Stava scappando dalla famiglia, la stavano per reimpatriare, ma il suo grido d'aiuto via social ha smosso l'opinione pubblica mondiale...e le Nazioni Unite.
Con il nostro corrispondente da Bangkok, Alessandro Ursic, andiamo a raccontare una vicenda a cavallo tra dramma personale e intrigo internazionale. Una vicenda che il mondo ha seguito in diretta via Twitter.
Si tratta della storia di Rahaf Mohammed al-Qanun, ragazza di 18 anni saudita che era stata bloccata dall'aeroporto di Bangkok dove si trovava in transito dal Kuwait verso l'Australia. La ragazza sarebbe in fuga dalla propria famiglia - almeno secondo il suo racconto - dopo aver rinunciato all'Islam e essersi ribellata al controllo del padre e dei familiari.
La giovane, il cui padre lavorerebbe per il governo saudita, rischierebbe di essere punita duramente sia dalla famiglia che dalle autorità del suo paese se fosse rimandata in patria. E nonostante fosse fornita di visto e passaporto validi per l'ingresso in Australia, sarebbe stata bloccata in modo definito "irregolare" da autorità tailandesi e rappresentanti sauditi, intenzionati a farla salire su un aereo e tornare da dove era arrivata.

Ma il suo grido di aiuto disperato, via social media dalla stanza dell'albergo nella zona di transito dell'aeroporto in cui si era barricata, è stato raccolto da tre altre donne saudite. Queste, rifugiate in Australia, Canada e Svezia - e con cui la ragazza da tempo comunicava attraverso una chat sui diritti delle donne in Arabia Saudita - hanno immediatamente aiutato Rahaf a diffondere le sue richieste di aiuto creando (e aiutandola a gestire) un profilo Twitter che in poche ore è diventato virale.

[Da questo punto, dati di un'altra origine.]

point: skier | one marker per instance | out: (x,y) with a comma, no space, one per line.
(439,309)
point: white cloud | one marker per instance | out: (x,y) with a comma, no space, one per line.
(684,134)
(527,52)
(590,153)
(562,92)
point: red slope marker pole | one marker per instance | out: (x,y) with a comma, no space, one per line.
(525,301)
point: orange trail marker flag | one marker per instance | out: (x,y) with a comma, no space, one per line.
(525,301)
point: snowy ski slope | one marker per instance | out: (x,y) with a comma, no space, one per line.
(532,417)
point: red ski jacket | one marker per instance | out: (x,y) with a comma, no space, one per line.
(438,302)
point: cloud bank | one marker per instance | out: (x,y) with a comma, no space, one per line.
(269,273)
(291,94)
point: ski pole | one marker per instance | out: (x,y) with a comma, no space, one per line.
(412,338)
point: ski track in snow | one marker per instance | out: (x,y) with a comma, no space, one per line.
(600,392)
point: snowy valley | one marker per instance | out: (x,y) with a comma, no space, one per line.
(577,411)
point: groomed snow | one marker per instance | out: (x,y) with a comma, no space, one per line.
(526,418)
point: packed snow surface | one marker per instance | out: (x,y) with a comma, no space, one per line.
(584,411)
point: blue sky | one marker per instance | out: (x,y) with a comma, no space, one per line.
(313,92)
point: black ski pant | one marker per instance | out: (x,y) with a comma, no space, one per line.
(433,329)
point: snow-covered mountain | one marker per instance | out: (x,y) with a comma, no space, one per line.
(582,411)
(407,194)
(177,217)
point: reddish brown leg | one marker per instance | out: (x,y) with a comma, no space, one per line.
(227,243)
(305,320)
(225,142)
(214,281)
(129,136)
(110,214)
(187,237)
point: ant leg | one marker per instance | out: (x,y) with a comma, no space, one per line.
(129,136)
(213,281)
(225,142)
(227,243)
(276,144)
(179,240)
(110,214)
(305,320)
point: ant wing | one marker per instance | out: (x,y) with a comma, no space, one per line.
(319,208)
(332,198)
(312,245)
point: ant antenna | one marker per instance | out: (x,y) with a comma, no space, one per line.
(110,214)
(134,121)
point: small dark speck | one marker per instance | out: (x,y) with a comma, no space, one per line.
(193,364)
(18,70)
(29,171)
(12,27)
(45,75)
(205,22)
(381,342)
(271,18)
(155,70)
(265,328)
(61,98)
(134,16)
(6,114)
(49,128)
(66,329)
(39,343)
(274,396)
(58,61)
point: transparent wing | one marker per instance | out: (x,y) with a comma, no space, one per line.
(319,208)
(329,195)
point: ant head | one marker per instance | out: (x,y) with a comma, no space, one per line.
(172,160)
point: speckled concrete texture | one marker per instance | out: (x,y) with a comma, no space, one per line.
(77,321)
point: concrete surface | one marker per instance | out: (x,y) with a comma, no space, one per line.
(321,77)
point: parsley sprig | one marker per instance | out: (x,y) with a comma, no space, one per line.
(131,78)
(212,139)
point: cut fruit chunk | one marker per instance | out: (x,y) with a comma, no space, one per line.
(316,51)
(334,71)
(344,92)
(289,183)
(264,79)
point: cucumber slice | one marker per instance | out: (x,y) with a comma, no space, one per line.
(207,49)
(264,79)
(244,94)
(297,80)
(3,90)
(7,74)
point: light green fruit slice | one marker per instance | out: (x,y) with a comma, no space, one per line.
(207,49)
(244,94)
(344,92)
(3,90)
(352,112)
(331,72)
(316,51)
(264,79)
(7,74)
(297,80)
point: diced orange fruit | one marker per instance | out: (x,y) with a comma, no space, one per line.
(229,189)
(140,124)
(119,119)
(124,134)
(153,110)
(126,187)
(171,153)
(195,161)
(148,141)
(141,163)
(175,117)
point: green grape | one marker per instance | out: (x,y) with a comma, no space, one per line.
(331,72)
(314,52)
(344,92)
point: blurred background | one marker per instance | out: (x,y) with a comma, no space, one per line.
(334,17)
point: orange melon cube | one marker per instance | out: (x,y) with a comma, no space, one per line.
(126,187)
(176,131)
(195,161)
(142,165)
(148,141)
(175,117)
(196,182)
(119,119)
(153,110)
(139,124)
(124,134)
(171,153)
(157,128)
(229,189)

E mentre gli appelli via internet hanno raggiunto i piani alti degli uffici diplomatici mondiali, l'Alto Commissariato per i Rifugiati delle Nazioni Unite (UNHRC) ha raggiunto la ragazza e l'ha messa sotto la sua protezione, in attesa di una decisione sulla sua richiesta di essere considerata una rifugiata.
E proprio nelle ultime ore, fonti del governo australiano hanno fatto sapere che Canberra prenderà in considerazione attentamente la richiesta di asilo di Rahaf solo dopo che l'alto commissariato per i rigugiati delle Nazioni Unite avrà chiarito il suo status. Ma nel frattempo, sono anche giunte notizie che il padre della ragazza e il fratello siano giunti proprio a Bangkok.
Il tutto avviene sullo sfondo della situazione politica in Tailandia, che vede al governo una giunta militare che non riconosce gli accordi internazionali sui rifugiati. Ma anche dei rapporti diplomatici molto complessi della Tailandia con l'Arabia Saudita.
E non sono mancati gli appelli per Rahaf anche in Italia, con esponenti politici delle opposizioni di centro-detra che hanno chiesto a Giuseppe Conte e a Matteo Salvini di offrire protezione alla ragazza.